Samedi, 7 juillet 2018

  • Pin’has
Editorial

 Renaissance

Trois semaines. Cela peut paraître bien court et pourtant il n’y a peut-être pas de période dont le déroulement semble aussi long que celle-ci. C’est qu’il s’agit de ces trois semaines-là qui s’écoulent entre le 17 Tamouz, jour de la première brèche dans la muraille de Jérusalem, et le 9 Av, jour où le premier et le second Temple furent détruits – le même jour à des siècles de distance. Trois semaines comme des jours lugubres entre les limites d’un drame unique : l’exil de la Présence Divine, l’exil du peuple juif. Trois semaines sans fêtes, chargées de marques de deuil. Faut-il pourtant s’arrêter là ? Certes, la ritualisation des tragédies spirituelles et historiques est une des caractéristiques du peuple juif, à la fois cause et conséquence de sa longue mémoire, fidélité au passé et gage d’avenir. Mais le seul souvenir du malheur n’est jamais une solution.

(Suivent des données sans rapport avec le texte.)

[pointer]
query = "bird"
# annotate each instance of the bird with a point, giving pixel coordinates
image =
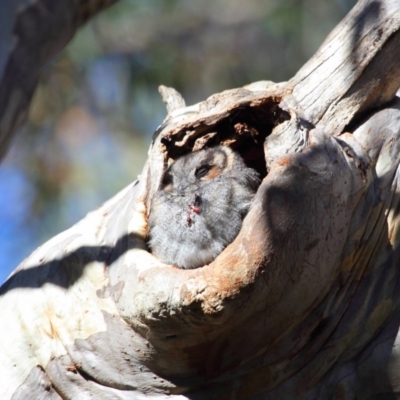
(199, 206)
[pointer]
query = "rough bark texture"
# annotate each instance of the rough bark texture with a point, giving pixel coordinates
(303, 304)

Il ne doit être que l’élément déclencheur qui permettra de le dépasser pour toujours. Que faut-il donc faire de ce temps ?

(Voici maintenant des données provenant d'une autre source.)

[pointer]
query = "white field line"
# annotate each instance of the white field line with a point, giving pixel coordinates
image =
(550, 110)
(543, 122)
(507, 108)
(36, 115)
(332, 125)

L’histoire comme les textes nous disent qu’il est celui de la destruction. A cela, il n’existe qu’un seul remède : construire. Mais, dira-t-on, c’est de la destruction du Temple de Jérusalem qu’il s’agit et, si nous espérons tous que le troisième Temple se dresse sans attendre sur sa colline au cœur de la Ville Sainte dans l’harmonie des nations et des peuples. Force est hélas de constater que, pour l’instant, ce n’est pas le cas. Mais le peuple juif sait depuis bien longtemps que le livre et l’esprit sont plus puissants que l’épée. Sa propre existence l’a prouvé : les grands empires, conquérants du monde, ont disparu tandis que lui déroule toujours le fil de son histoire. C’est donc d’étude qu’il est question.

Etudier la structure du Temple dans le texte de la Michna Midot, dans les « Lois de la Maison d’élection » dans le Michné Torah de Maïmonide, deux textes qui existent en traduction française. Les étudier et les connaître comme si l’on était les bâtisseurs du Temple, c’est déjà le construire. En connaître les chemins, c’est déjà le parcourir. Voici bien un enjeu pour la période : faire d’un temps de drame un espace de découverte. Le renouveau est toujours au bout de l’effort. Ici, c’est de renaissance qu’il s’agit.

Etincelles de Machiah

 Une prière spontanée

Deux vieux ‘hassidim racontaient, un jour, ce qu’ils avaient eu l’occasion de voir chez les Rabbis qu’ils avaient connus. Un groupe s’était formé autour d’eux, buvant littéralement leurs paroles. Une longue discussion s’engagea alors et déboucha sur une question : comment serait le monde quand Machia’h viendrait ?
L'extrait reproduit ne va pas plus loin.